Air France-KLM chairman and CEO Jean Cyril Spinetta resigned from the Alitalia board on Wednesday sending flutters through financial circles where his airline is seen as a possible bidder for the Italian one. Air France-KLM issued a statement saying its president could not remain on the Alitalia board after the Italian Treasury recently said it wants to sell a controlling stake in the airline. Spinetta joined the board in 2002 after Air France acquired a 2% interest in the Italian carrier.
The French-Dutch group, which has a commercial partnership with Alitalia, has been talked about as a possible bidder for troubled airline but it has yet to make any announcement on the matter. Air France sources in Paris on Wednesday declined to say whether the company intended to formally express interest in buying Alitalia.
However, the French daily Les Echos quoted Air France-KLM's Executive Vice President Christian Boireau, who is responsible for the commercial division, as saying on Tuesday that his group would present an offer within the next two weeks.
Boireau later backtracked and on Wednesday said "we are of course interested in Alitalia. It may be possible that Air France will submit a bid, if only not to find ourselves left out in the future. In any case, no official decision has been made".
Some observers believe that Air France-KLM will present an offer in order to compete against a possible bid by rival Lufthansa of Germany.
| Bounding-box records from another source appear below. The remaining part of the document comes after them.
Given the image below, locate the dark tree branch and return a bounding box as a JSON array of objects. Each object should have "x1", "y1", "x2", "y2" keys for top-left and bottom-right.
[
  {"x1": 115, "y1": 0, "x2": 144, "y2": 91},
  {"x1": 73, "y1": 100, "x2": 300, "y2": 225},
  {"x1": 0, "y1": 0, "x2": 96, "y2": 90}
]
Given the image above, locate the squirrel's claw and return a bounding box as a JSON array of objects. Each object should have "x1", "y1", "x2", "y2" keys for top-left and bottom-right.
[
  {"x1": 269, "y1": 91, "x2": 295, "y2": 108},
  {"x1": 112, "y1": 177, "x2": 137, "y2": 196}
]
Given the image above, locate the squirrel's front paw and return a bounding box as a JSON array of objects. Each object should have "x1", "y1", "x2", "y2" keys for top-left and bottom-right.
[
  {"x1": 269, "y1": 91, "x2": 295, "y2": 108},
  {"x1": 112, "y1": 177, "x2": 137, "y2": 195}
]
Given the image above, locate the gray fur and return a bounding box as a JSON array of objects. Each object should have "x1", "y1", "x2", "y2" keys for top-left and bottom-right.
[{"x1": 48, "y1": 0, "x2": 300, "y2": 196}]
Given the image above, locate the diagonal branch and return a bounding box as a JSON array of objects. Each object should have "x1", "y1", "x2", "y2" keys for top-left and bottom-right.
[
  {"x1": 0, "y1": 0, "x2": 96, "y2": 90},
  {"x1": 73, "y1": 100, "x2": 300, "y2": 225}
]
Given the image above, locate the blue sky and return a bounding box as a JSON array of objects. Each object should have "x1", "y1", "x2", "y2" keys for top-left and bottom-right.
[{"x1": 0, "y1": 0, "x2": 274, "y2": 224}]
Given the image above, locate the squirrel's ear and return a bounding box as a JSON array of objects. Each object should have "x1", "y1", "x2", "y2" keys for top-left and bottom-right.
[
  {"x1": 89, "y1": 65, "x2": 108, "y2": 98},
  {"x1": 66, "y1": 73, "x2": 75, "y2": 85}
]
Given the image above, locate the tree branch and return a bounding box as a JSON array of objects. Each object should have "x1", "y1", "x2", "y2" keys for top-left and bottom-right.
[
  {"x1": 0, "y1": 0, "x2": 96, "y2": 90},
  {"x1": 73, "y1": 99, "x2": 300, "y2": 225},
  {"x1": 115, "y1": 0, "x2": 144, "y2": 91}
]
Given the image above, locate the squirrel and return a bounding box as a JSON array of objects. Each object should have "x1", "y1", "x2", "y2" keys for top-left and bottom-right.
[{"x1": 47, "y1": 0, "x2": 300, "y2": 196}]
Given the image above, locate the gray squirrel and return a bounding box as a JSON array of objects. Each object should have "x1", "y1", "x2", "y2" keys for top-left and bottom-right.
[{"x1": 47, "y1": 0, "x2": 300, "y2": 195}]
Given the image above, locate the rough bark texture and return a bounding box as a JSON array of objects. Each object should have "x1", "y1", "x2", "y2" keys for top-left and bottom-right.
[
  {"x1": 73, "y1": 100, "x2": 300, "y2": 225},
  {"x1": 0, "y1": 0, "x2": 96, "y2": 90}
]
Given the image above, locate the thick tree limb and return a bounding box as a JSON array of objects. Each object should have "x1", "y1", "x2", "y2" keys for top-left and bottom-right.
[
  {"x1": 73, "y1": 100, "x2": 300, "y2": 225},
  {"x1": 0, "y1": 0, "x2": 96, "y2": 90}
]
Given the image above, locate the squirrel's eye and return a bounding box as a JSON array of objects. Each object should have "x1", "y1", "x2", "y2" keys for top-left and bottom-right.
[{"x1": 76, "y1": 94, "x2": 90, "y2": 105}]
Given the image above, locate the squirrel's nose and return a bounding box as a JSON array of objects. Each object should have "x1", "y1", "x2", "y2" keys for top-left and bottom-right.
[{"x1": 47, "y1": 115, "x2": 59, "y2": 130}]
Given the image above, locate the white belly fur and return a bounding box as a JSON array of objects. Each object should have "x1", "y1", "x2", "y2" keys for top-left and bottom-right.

Alitalia shares surged as high as 3.86 % in morning trading in Milan amid speculation of an offer. Shares later retreated but were still up over 2.3% in the afternoon.
Paolo Brutti, the head of the Senate's public works committee, observed that Spinetta's move could be a bid to avoid a conflict of interest in view of a possible offer to buy Alitalia. The Italian government decided at the end of last year to sell no less than 30.1% of Alitalia and is accepting initial offers up until January 29. The Treasury has hinted that it may sell all of the state's 49.9% stake in the airline under the right conditions. So far only Italian businessman Paolo Alazraki has already met unions to illustrate his master plan to acquire and rescue Italy's ailing national carrier, which could carry a price tag as high as five billion euros. Other bids are said to be in the works from a group coordinated by the Rothschild Bank as well as from the Aga Khan, whose Italian regional carrier Meridiana recently acquired the low-budget airline Eurofly. There is also speculation that financier Carlo De Benedetti may present a bid through the corporate bail-out fund M&C he helped set up together with a group of leading Italian businessmen, including footwear tycoon Andrea Della Valle. Spinetta's departure, the second from the Alitalia board in a week, leaves the group with only two members and means a board meeting planned for Friday to look at accounts can no longer go ahead. Three directors are needed for a board meeting to be valid. It also means that the company could be placed in the hands of a state-appointed administrator. The remaining board members are President and CEO Giancarlo Cimoli and Treasury representative Giovanni Sabbatini. Recognising the board's predicament, Alitalia unions called off a strike scheduled for Friday but said their concerns over the airline's uncertain future had only been intensified. Unionists said the situation required rapid action by Treasury Minister Tommaso Padoa Schioppa.
Sources close to Alitalia said a shareholders meeting would be held sometime between February 19 and 23 to elect a new board.